Two Australian lasses tucking into roast beef and Yorkshire pudding – a chap who remembers following the band of the Salvation Army on its way down to the Citadel on Union Street when he was a little lad back in the 1920s – toddlers with their Mums and Dads – babes in arms, Grandmas and Granddads enjoying the somewhat rare sunshine, keeping safely in the shade of the tall sycamores with the rooks cawing accompaniment to the band about to begin.

Stuart Fawcett – a grand chap – a band chap – the band’s jovial, knowledgeable conductor, sharing a joke with the junior members of the band, watching him to give them the sign to start blowing.

Stu recalls when he was a jig borer at Brook Motors in Huddersfield, and when, in Meltham, if you didn’t work for David Brown Tractors you probably didn’t work at all.

Cheerful Phil Beck selling raffle tickets in aid of the band.  He sold me a roll and then never called my numbers at the end – cheers, Phil – really!

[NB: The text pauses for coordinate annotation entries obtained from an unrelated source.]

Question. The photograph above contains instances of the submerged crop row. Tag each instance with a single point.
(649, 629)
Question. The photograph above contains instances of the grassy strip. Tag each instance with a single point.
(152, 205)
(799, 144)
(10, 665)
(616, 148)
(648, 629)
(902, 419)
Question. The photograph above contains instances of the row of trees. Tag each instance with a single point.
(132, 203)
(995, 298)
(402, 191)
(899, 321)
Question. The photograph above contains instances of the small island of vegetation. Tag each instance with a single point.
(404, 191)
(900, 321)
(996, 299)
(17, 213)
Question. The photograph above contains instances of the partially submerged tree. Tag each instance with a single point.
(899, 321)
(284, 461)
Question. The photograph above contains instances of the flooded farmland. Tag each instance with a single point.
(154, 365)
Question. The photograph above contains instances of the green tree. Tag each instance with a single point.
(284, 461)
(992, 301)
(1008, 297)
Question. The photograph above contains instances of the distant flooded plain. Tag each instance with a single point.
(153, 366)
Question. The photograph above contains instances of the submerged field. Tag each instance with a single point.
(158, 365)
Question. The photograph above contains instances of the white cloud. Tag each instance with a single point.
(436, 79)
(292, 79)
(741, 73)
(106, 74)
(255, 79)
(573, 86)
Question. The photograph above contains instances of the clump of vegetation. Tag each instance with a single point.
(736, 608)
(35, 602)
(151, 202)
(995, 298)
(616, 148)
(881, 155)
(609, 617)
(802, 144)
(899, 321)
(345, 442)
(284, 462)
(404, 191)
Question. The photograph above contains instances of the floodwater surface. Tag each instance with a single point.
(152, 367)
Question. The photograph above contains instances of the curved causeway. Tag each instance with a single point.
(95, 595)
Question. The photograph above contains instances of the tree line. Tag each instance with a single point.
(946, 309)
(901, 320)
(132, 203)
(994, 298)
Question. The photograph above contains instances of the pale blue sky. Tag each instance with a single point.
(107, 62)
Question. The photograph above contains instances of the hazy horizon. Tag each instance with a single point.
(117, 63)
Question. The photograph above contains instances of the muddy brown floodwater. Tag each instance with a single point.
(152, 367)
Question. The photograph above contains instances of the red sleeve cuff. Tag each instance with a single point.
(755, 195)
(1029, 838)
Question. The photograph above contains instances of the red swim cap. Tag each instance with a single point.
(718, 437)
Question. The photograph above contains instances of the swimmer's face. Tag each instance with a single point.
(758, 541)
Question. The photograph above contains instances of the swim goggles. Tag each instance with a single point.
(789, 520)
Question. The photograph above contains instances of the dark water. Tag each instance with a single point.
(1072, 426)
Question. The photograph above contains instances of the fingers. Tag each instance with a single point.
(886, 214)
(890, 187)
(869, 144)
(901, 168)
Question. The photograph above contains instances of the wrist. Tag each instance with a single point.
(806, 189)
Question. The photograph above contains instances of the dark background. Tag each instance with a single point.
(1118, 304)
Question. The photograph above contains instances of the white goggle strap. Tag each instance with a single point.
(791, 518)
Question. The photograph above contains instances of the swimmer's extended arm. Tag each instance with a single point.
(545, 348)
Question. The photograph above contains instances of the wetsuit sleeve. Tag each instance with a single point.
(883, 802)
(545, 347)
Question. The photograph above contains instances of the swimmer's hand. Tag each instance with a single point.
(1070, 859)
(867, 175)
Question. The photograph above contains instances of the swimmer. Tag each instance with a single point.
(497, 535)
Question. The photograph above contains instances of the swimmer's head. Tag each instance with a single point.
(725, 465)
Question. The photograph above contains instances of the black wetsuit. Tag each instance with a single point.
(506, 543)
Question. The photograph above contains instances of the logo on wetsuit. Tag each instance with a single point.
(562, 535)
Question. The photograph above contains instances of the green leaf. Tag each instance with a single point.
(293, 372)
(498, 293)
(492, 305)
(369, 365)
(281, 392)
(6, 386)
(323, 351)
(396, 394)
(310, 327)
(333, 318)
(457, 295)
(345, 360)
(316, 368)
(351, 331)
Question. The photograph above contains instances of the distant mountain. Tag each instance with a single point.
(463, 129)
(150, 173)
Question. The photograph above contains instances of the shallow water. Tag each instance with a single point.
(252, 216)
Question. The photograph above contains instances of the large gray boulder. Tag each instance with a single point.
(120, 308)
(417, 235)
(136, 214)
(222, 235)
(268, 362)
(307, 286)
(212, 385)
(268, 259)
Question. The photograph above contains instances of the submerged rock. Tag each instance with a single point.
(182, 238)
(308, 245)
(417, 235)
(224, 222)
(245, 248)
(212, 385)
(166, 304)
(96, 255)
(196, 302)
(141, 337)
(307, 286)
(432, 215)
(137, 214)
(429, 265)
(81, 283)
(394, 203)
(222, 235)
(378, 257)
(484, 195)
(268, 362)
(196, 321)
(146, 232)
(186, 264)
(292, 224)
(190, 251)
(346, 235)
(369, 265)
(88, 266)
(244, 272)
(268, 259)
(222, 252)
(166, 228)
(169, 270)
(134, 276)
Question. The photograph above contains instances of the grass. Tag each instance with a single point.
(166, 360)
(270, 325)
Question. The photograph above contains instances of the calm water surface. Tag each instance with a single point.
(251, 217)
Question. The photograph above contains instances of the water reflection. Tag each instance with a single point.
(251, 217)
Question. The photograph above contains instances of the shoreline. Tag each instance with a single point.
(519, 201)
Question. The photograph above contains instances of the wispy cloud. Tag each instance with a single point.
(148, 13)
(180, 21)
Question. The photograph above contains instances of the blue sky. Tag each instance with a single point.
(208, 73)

Young soloists – a cornet player probably doing her A-Levels – a lad with spiky hair – a wizard on the drums, and the heavyweights – euphonium players – trombonists on the back row, ready to boom their base barreltones when the conductor nods banging out An American Trilogy and Mephistopheles especially for me at the end.  The melodious tones that go entirely with the views up the valley to moorlands flecked with sheep and lumps of millstone grit – punctuated now and then with the train to Huddersfield as it plunges into the blackness of nearby Standedge Tunnel.

Then it’s over and Stuart and his pals, all much appreciated in the usual way, packing up  with a wave and a thank you.  A grand day out.